Andrzej Stankiewicz: - Na ile znam kuchnię polityczną, to Krzysztof Łapiński musiał mieć przyzwolenie na taką wypowiedź. Jak rozumiem, prezydent chciał, żeby taki komunikat popłynął w świat. Do tego mamy jeszcze przecież same te przecieki, iż były naciski z Pałacu Prezydenckiego na odwołanie Macierewicza. Ale tak naprawdę interesujący w tym wszystkim jest Stanisław Karczewski.

- Przypomnijmy - zareagował na tę wypowiedź największym oburzeniem i zasugerował prezydentowi dymisję Łapińskiego.

- Od dłuższego czasu widać, że stara się aktywnie włączać do bieżących wydarzeń politycznych. Często ponad miarę swojego stanowiska, co wskazuje na jego rosnące ambicje. Z moich informacji wynika, że sięgają one nawet najwyższych stanowisk w rządzie. To w sumie jest chyba najciekawsze w całej sprawie. Choć oczywiście, nie lekceważyłbym też tej, moim zdaniem uzgodnionej z prezydentem, wypowiedzi Łapińskiego.

- Po co taka konfrontacyjna wypowiedź?

- Przede wszystkim po to, żeby wzmocnić bardziej umiarkowany nurt w PiS, który w rządzie do jakiegoś stopnia symbolizują Gowin, Morawiecki, ale na pewno nie Ziobro czy Macierewicz, z którymi w ostatnim czasie toczył publiczne spory ośrodek prezydencki.

- Nie jest to jakiś przebłysk rodzącej się partii prezydenckiej?

- Zupełnie w powstanie takiej partii nie wierzę. Duda nie ma takiej pozycji politycznej, takich środków, takiego doświadczenia i wreszcie takiej charyzmy, żeby budować swoje ugrupowanie.
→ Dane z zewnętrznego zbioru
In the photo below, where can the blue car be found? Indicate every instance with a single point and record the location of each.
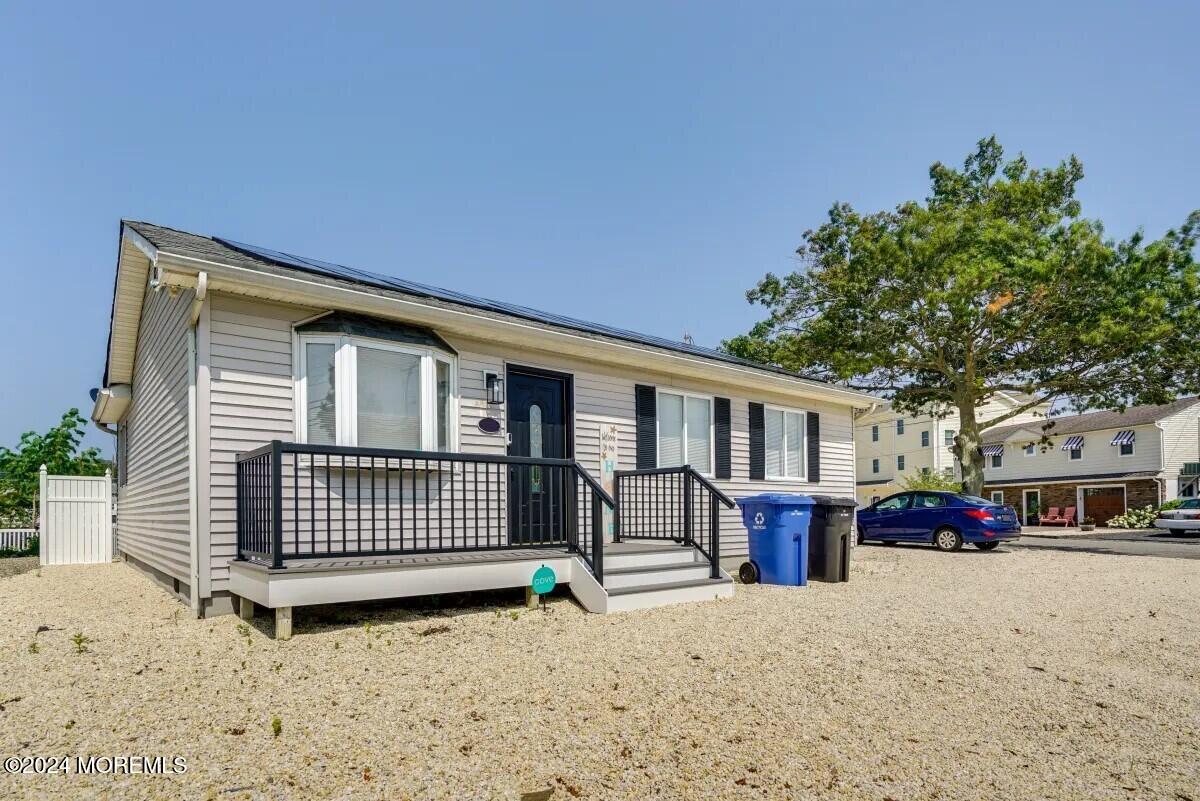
(947, 519)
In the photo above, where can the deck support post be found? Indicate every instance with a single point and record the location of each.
(283, 622)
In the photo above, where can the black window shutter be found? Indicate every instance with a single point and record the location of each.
(645, 409)
(757, 443)
(724, 455)
(814, 425)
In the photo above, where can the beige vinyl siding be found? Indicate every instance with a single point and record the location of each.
(251, 402)
(1181, 444)
(153, 517)
(250, 396)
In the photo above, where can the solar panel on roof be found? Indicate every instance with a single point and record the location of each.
(414, 288)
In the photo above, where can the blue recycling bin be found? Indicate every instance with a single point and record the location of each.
(778, 529)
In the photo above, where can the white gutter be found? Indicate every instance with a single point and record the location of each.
(304, 291)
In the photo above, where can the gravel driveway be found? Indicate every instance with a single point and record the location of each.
(1015, 674)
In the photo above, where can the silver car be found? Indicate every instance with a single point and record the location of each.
(1181, 519)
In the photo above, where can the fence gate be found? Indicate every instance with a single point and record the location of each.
(76, 519)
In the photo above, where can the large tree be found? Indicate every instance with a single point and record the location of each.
(57, 449)
(995, 283)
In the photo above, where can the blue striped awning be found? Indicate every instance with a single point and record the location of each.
(1122, 438)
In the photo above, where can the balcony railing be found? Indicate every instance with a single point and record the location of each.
(675, 504)
(319, 501)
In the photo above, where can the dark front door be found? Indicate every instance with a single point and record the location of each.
(539, 414)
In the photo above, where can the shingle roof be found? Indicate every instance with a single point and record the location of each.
(173, 241)
(1093, 421)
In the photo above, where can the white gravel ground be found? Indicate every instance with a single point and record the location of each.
(1005, 675)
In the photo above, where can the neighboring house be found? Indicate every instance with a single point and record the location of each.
(297, 432)
(891, 446)
(1102, 463)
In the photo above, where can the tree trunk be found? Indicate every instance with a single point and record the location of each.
(967, 447)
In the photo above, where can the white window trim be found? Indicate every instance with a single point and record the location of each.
(346, 387)
(804, 439)
(712, 428)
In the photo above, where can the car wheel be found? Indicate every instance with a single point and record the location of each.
(948, 540)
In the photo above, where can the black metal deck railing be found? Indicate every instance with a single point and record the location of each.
(316, 501)
(676, 504)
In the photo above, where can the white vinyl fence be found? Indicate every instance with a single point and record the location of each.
(76, 519)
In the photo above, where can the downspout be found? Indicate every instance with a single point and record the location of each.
(193, 494)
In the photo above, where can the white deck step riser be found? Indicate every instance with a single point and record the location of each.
(665, 597)
(612, 582)
(649, 559)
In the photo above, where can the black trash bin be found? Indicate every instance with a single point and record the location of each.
(829, 538)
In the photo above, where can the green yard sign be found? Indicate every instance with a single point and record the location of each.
(544, 580)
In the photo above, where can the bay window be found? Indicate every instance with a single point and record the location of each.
(372, 393)
(685, 431)
(785, 434)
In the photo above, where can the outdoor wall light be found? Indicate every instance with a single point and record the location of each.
(495, 385)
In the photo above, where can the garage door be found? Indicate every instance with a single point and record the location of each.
(1103, 504)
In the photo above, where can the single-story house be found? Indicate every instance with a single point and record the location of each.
(295, 432)
(1101, 463)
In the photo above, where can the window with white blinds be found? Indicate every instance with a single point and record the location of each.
(369, 393)
(321, 401)
(685, 431)
(784, 435)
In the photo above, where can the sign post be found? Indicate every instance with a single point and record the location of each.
(541, 584)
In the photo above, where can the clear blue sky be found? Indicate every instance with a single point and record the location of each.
(640, 163)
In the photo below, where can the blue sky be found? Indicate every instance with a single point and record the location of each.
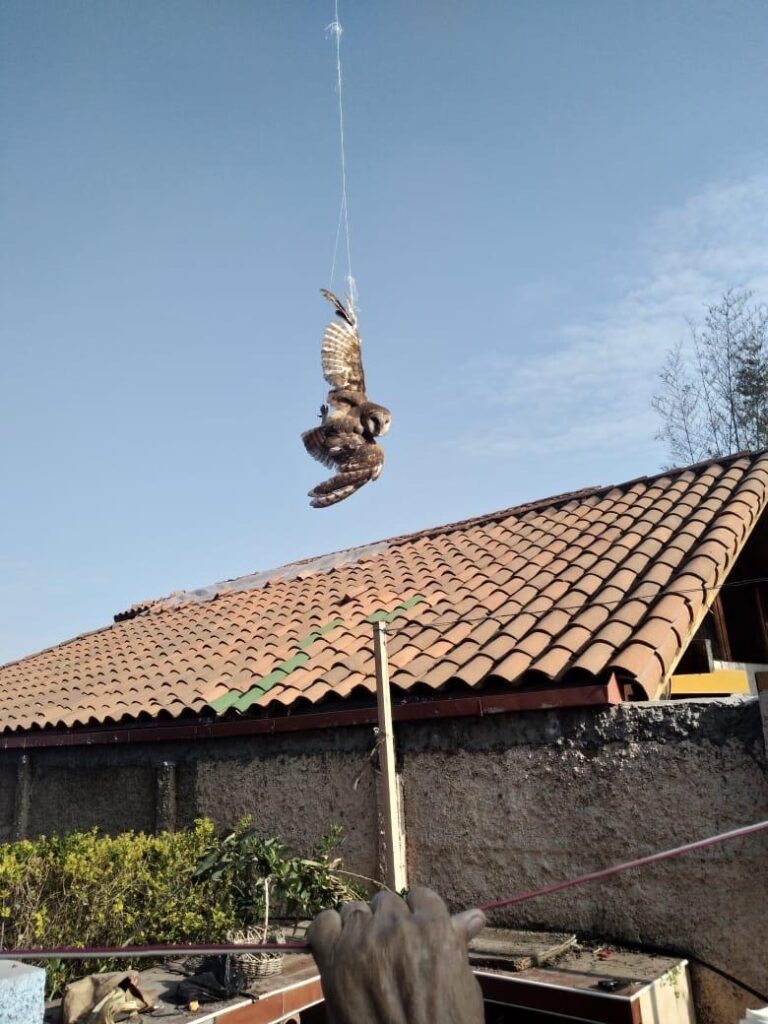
(541, 194)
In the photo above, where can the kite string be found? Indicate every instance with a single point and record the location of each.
(336, 29)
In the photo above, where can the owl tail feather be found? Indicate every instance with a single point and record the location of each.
(337, 488)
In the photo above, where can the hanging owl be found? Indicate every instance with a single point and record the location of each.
(345, 439)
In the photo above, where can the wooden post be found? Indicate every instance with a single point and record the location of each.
(393, 834)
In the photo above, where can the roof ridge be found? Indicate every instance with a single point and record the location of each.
(343, 556)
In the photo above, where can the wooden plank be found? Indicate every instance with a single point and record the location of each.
(394, 839)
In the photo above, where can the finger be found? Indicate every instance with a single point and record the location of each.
(388, 905)
(426, 901)
(349, 910)
(323, 934)
(468, 924)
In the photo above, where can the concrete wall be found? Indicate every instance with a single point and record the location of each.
(493, 806)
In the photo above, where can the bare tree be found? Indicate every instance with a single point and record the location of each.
(714, 394)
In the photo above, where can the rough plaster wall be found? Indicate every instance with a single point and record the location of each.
(84, 791)
(7, 797)
(296, 794)
(524, 803)
(493, 806)
(295, 786)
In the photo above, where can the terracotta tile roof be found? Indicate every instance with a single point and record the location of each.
(570, 589)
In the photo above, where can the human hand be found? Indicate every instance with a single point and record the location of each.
(397, 962)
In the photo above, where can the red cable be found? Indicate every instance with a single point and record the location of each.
(607, 871)
(70, 952)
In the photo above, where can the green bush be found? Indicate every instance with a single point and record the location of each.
(87, 890)
(299, 887)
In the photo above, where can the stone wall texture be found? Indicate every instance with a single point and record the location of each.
(493, 806)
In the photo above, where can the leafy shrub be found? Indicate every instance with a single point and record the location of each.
(299, 887)
(85, 890)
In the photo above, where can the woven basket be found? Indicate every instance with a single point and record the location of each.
(258, 965)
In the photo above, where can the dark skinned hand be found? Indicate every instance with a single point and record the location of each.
(397, 962)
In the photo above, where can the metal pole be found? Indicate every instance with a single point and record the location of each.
(393, 834)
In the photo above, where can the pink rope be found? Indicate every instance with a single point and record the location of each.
(71, 952)
(678, 851)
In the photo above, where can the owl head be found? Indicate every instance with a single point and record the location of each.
(376, 419)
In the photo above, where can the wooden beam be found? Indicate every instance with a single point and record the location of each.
(393, 833)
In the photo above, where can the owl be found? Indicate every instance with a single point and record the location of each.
(345, 439)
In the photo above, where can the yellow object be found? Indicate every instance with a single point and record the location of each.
(711, 683)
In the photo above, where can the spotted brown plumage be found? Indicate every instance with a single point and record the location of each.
(345, 439)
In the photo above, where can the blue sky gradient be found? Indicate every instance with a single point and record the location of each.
(541, 194)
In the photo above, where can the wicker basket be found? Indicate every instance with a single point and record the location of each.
(258, 965)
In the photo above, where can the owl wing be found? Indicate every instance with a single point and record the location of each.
(332, 448)
(357, 465)
(342, 358)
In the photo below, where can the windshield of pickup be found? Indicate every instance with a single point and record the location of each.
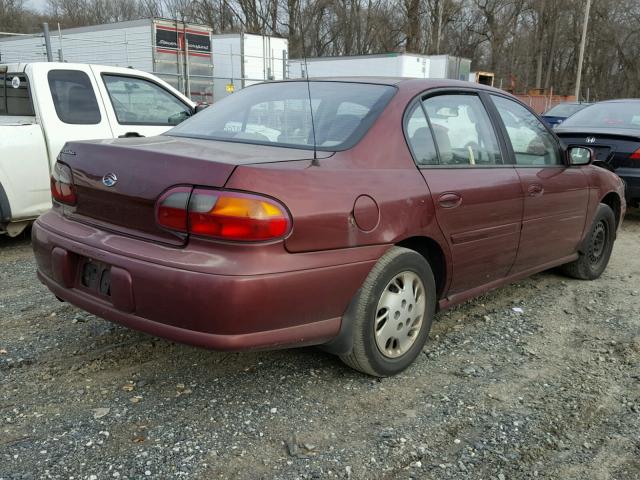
(14, 95)
(279, 114)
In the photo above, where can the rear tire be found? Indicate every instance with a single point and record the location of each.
(597, 247)
(392, 314)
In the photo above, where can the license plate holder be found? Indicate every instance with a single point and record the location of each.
(96, 276)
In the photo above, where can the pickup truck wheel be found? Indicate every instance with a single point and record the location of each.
(393, 313)
(597, 247)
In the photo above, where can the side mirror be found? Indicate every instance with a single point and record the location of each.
(179, 117)
(200, 107)
(579, 156)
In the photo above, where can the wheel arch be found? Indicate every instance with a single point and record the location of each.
(434, 254)
(613, 201)
(5, 207)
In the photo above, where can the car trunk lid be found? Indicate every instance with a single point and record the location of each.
(119, 181)
(613, 147)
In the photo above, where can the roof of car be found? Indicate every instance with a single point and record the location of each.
(622, 100)
(410, 83)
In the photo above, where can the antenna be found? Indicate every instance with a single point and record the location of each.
(314, 162)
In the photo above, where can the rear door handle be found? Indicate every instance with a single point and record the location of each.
(130, 135)
(450, 200)
(535, 190)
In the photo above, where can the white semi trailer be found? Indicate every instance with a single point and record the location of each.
(177, 52)
(187, 56)
(406, 65)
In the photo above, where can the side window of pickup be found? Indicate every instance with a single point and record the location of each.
(73, 97)
(137, 101)
(14, 95)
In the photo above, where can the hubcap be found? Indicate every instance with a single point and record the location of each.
(598, 242)
(400, 314)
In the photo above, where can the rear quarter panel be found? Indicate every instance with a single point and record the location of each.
(321, 198)
(601, 183)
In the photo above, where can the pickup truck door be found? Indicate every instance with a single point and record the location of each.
(138, 104)
(68, 106)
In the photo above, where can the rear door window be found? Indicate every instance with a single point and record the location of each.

To potwornie trudna sprawa. Zwłaszcza w sytuacji, kiedy Kaczyński ma rząd dusz na prawicy, stoi za nim potężna struktura z dużą ilością pieniędzy na działalność polityczną. Dlatego mówienie o partii prezydenckiej niezależnej od PiS jest kompletnym nieporozumieniem. Chodzi tylko o to, żeby wzmocnić tych, którzy w PiS myślą jak Andrzej Duda.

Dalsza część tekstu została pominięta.